I'm totally with you! I sure hope your ok! I'm about to buy two 2.5 gallon barrels, so the same process would apply, except for your garbage pail issue.  

Where is your barrel stored? Do you have a floor drain in your cellar? I know that barrels need to be filled with water a few times to get the wood to expand and seal, so they won't leak. Have you filled it with water? I'm assuming this barrel has been fired and is treated and ready?

Obviously, the next trick is getting enough juice as the guys above are asking about. Next, is how much yeast you will need. God, I can only imagine it will be a large amount! Do you have an ore from a canoe? You may need this to stir things up, or you will definitely need that drill/mixer attachment.
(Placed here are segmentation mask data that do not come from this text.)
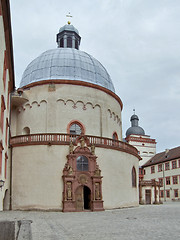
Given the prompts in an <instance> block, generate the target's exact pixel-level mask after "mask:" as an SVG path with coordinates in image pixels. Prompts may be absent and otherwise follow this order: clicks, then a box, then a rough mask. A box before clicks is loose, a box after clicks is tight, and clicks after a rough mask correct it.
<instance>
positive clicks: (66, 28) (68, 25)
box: [59, 24, 79, 35]
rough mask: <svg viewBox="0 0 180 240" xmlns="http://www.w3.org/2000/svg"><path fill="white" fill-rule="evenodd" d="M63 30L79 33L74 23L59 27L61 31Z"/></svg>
mask: <svg viewBox="0 0 180 240" xmlns="http://www.w3.org/2000/svg"><path fill="white" fill-rule="evenodd" d="M63 31H71V32H75V33H77V34H78V35H79V31H78V30H77V29H76V28H75V27H74V26H73V25H70V24H66V25H64V26H63V27H61V28H60V29H59V33H60V32H63Z"/></svg>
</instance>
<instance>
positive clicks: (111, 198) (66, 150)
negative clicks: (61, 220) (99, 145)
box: [12, 145, 138, 210]
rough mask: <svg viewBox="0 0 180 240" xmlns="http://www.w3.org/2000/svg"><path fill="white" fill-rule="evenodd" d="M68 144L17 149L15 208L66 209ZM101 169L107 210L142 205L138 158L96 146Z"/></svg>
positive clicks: (104, 199)
mask: <svg viewBox="0 0 180 240" xmlns="http://www.w3.org/2000/svg"><path fill="white" fill-rule="evenodd" d="M68 151H69V146H68V145H64V146H62V145H52V146H48V145H34V146H23V147H14V148H13V179H12V180H13V181H12V182H13V186H12V187H13V188H12V189H13V191H12V208H13V209H14V210H17V209H21V210H27V209H41V210H43V209H44V210H62V200H63V198H62V196H63V179H62V175H63V168H64V166H65V163H66V161H67V158H66V156H67V154H68ZM95 154H96V156H97V164H98V165H99V168H100V169H101V175H102V176H103V179H102V196H103V201H104V208H105V209H112V208H119V207H129V206H137V205H138V187H132V176H131V172H132V168H133V167H135V169H136V181H137V185H136V186H138V159H137V158H136V157H135V156H133V155H130V154H128V153H125V152H121V151H117V150H113V149H105V148H96V149H95Z"/></svg>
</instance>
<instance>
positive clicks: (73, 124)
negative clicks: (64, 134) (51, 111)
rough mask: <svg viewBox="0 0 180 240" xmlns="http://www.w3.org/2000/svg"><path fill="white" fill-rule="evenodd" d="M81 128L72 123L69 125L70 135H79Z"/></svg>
mask: <svg viewBox="0 0 180 240" xmlns="http://www.w3.org/2000/svg"><path fill="white" fill-rule="evenodd" d="M81 133H82V129H81V127H80V125H79V124H77V123H74V124H72V125H71V127H70V134H71V135H81Z"/></svg>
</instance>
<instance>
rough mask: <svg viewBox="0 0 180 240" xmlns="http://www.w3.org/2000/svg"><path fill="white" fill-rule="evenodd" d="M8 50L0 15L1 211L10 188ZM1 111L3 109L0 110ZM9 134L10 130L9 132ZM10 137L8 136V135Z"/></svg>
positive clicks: (8, 74)
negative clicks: (5, 164) (5, 159)
mask: <svg viewBox="0 0 180 240" xmlns="http://www.w3.org/2000/svg"><path fill="white" fill-rule="evenodd" d="M5 50H6V42H5V34H4V24H3V17H2V16H0V108H1V95H2V96H4V101H5V107H6V109H5V111H4V124H3V132H2V129H1V128H0V141H2V146H3V148H4V150H3V151H2V171H1V172H0V179H2V180H4V181H5V183H4V186H3V188H2V189H1V190H0V211H1V210H3V199H4V196H5V192H6V191H7V190H8V188H9V177H8V176H9V171H8V169H9V164H10V157H8V160H7V178H6V179H5V154H6V153H7V156H9V149H8V144H7V142H6V119H8V121H9V105H8V98H9V96H8V82H9V71H8V69H7V72H6V86H5V88H4V84H3V70H4V53H5ZM0 113H1V111H0ZM8 129H9V128H8ZM7 134H8V135H9V130H8V132H7ZM7 138H8V136H7Z"/></svg>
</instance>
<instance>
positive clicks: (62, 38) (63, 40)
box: [60, 38, 64, 47]
mask: <svg viewBox="0 0 180 240" xmlns="http://www.w3.org/2000/svg"><path fill="white" fill-rule="evenodd" d="M60 47H64V39H63V38H61V40H60Z"/></svg>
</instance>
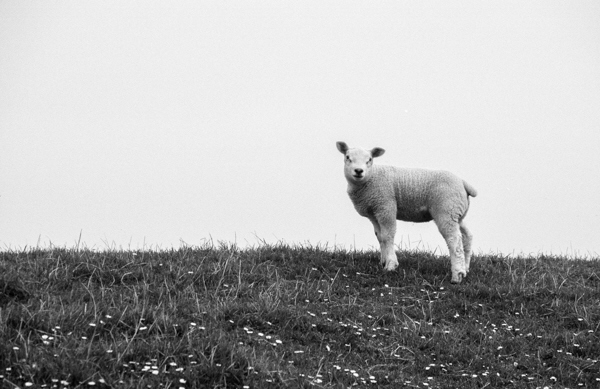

As for your wife, that's all you..... we can only help with the wine!


----------



## thunder2000 (Jan 8, 2007)

The barrel came out of nappa valley were it was used for white wine (They have a good supply of them if you need one). A lot of people around here in southern Indiana have used big oak barrels but they get them from the Jack Daniels or Jim Beam plants that are in Kentucky. When you drink there wine you can smell the wiskey in the bottle. I dont want anything to do with that so I ordered my from the wine country. It has been treated and checked and is supose to be ready to go. 
The primary is the issue at the moment not sure what type to use. Once placed in primary Im not sure how long to expect to see SG at racking point.


----------



## Jags (Jan 8, 2007)

Do you know how many seasons the barrel was used? Knowing how much oak it's going to impart might affect your choice of wine made and/or length of aging in the barrel.


----------



## thunder2000 (Jan 8, 2007)

I'm not sure I guess I need to figure that one out. I hope they know where I got it.


----------